The real shame was that some of the things Latham was saying needed to be said — and some of us say them here and elsewhere. A lot of what is presented as “obviously right” by progressives are simply the class values of a a cultural producers class who thus have the means to reproduce it in the wider media. A lot of culture has become enforcement, a certain strand of feminism has become special pleading, depression narratives have started to entrench the very narcissism they are produced by, and so on. But to talk of these as cultural problems to be addressed, rather than as sabotage by an elite, would have ruined the fantasy. And so every useful point was undermined.
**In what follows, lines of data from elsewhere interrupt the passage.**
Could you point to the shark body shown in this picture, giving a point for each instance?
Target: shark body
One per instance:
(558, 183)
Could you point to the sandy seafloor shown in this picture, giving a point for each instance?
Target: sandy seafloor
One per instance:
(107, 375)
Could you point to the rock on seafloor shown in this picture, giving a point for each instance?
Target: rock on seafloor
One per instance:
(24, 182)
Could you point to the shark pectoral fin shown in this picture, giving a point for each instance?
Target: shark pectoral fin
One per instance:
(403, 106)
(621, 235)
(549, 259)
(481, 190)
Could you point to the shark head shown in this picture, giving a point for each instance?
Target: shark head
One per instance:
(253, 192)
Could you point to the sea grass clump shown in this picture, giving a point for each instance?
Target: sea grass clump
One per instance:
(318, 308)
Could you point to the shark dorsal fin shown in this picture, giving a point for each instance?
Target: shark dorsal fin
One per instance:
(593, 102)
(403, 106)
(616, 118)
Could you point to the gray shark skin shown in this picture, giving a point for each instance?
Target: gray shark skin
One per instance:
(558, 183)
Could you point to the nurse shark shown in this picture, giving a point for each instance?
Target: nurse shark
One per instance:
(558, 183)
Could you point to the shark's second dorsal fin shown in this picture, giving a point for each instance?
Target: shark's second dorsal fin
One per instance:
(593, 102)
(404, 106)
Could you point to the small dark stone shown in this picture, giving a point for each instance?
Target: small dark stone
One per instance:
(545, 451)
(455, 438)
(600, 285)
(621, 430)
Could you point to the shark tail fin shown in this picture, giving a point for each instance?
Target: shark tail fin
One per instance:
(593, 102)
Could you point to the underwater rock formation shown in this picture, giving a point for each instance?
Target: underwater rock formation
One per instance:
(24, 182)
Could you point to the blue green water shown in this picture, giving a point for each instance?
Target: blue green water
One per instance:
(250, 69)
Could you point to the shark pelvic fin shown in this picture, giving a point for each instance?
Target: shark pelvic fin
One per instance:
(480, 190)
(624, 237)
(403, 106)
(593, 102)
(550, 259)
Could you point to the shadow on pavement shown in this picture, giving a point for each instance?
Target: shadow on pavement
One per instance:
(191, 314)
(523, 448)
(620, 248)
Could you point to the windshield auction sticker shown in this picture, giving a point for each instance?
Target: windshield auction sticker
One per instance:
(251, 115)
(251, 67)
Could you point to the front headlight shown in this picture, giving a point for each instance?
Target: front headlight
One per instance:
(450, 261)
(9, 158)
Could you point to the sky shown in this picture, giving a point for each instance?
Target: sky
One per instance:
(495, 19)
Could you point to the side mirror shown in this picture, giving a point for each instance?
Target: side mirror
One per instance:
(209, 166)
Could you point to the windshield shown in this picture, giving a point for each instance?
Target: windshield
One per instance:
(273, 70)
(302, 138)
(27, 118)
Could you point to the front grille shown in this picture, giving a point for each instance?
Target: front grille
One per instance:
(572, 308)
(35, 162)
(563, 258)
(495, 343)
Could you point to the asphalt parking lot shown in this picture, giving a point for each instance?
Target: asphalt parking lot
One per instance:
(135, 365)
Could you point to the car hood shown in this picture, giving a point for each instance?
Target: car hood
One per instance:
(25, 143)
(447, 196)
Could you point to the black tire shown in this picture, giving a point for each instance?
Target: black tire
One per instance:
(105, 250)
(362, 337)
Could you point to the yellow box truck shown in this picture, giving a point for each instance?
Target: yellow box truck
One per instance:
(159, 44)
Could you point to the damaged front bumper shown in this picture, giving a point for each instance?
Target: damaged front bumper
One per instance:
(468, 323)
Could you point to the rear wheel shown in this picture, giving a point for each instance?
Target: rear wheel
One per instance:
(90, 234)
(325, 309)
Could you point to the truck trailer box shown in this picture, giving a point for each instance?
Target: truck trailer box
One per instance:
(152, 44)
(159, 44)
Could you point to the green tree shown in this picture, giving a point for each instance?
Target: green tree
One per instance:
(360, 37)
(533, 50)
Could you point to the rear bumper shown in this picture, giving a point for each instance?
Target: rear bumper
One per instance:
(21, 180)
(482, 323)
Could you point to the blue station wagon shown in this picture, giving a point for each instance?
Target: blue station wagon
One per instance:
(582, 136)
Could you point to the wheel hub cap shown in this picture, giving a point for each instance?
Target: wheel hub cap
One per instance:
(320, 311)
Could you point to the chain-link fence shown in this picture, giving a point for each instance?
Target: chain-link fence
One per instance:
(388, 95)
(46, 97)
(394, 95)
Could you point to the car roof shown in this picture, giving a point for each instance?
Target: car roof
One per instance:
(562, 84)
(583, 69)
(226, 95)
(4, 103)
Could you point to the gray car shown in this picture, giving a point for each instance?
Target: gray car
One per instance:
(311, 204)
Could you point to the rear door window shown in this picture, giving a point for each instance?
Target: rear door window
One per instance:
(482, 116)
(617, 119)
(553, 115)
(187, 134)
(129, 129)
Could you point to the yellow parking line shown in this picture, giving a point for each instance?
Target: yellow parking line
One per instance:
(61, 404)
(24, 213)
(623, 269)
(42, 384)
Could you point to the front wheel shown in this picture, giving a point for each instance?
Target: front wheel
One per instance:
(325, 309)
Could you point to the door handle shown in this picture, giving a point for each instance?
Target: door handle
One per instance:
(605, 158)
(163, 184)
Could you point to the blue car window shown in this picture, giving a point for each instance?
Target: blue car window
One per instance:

In that respect, Latham was a relic of the Howard years. He was the loyal opposition to Howard’s imaginary Australia past, positing a Labo(u)rist vision of it, which has become more rigid as the years have gone by. Howard, in the end, was less fooled by it than Latham was, but he was also more invested in the empty symbolism, rather than the real lives. Latham’s bitterness appeared to ratchet up as that world drifted further away, and we were left with the one the market has created. It’s something of a tragedy that Latham went down this path, and it’s almost painful to call it out, because I agree with some of his instincts about privileged class politics presented as unquestionable morality. But having failed at his destiny, he appears intent on punishing us for it by failing afresh. It is our fault that the time was sufficiently out of joint to have no place for him, and we must keep on paying. See him at the Melbourne Writers Festival this weekend if you can get a ticket, for the Jerry Garcia of Australian political riffing appears to be heading for his dark star pretty fast.